Name implicit concepts

At the moment some of the concepts (such as the amount of time each light represents) are implicit in the code. Making these explicit, and naming them, forces us to understand them and to embed that understanding in the code.

In order to make the amount of time each light represents explicit, it seems like it would be sensible to pass a time_per_light value to row_lights. This means we have to push the calculation of lights_on down into row_lights.

This in turn makes it obvious that there are two kinds of rows: one related to the quotient (\\) of the time value, and one related to the remainder / modulus (%). If we look at the quotient case, we see that the 2nd parameter to the operation is the time_per_light, which is 5 in both cases (5 hours in one case and 5 minutes in the other).

This allows us to write these rows like this:

five_hour_row = row_lights(
	time_per_light=5,
	value=hours, 
	light_colour="R",
	lights_in_row=4)

If we now turn our attention to the remainder case, we realise that time_per_light is always singular (one hour or one minute), as it is filling in the gaps in the quotient case.
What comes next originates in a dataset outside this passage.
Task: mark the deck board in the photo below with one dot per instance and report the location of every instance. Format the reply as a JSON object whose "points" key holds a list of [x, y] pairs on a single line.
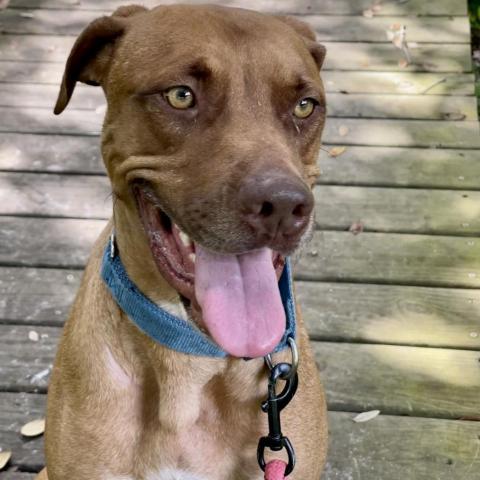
{"points": [[393, 312], [426, 57]]}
For example, the five hours row can represent 0, 5, 10, 15, or 20 hours, but nothing in between. In order to represent any hour, there must be another row to represent +1, +2, +3 and +4. This means that this row must have exactly 4 lights, and that each light must represent 1 hour.

This implies that the remainder case is dependent on the quotient one, which most people would describe as a parent / child relationship.

With this knowledge in hand, we can now create a function for the child remainder rows, and the solution now looks like this (complete code on GitHub):

def berlin_clock_time(julian_time):
    hours, minutes, seconds = list(map(int, julian_time.split(":")))

	return [
		seconds_row_lights(
			seconds % 2),
		parent_row_lights(
			time_per_light=5,
			value=hours, 
			light_colour="R",
			lights_in_row=4),
		child_remainder_row_lights(
			parent_time_per_light=5,
			value=hours,
			light_colour="R"),
		parent_row_lights(
			time_per_light=5,
			value=minutes, 
			light_colour="Y",
			lights_in_row=11),
		child_remainder_row_lights(
			parent_time_per_light=5,
			light_colour="Y",
			value=minutes)
	]

# ...

A quick glance at this code now reveals nearly all the domain concepts

The first row represents the seconds and is a special case
On the second row each "R" light represents 5 hours
The third row shows the remainder from the second
On the fourth row each "Y" light represents 5 hours
The fifth row shows the remainder from the fourth

This took something thinking about, which will have cost us some time / money. But we increased our understanding of the problem while we did it, and most importantly we embedded that knowledge in to the code. This means that the next person to read the code will not have to do this, which will save some time / money. Since we spend about 10 times longer reading code than we do writing it, this is probably a worthwhile endeavour.

Embedding this understanding has also made it harder for future programmers to make mistakes. For example, the concept of parent / child rows didn't exist in earlier examples, and it would be easy to mismatch them. Now the concept is plain to see, and the values are mostly worked out for you. It is also easier to refactor to support new clock variants, for example where lights in the first hours row represent 6 hours.

How far should you take it?

There are things we can do to take this further. For example the parent_time_per_light of a child row must match the time_per_light of its parent, and there is nothing enforcing this. There is also a relationship between time_per_light and lights_in_row for the parent rows, and again it is not enforced.

However, at the moment we are only required to support one clock variant, so these probably aren't worth doing. When a change is required for the code, we should refactor so that the change is easy (which might be hard) and then make the easy change.

Conclusions

Embedding domain concepts in code requires thought and skill, and TDD won't necessarily do it for you. It takes longer than a naive solution, but makes the code easier to understand, and will very likely save time in the medium term. Time is money, and finding the right balance of spending time now versus saving time later is also an important skill for a professional programmer to have.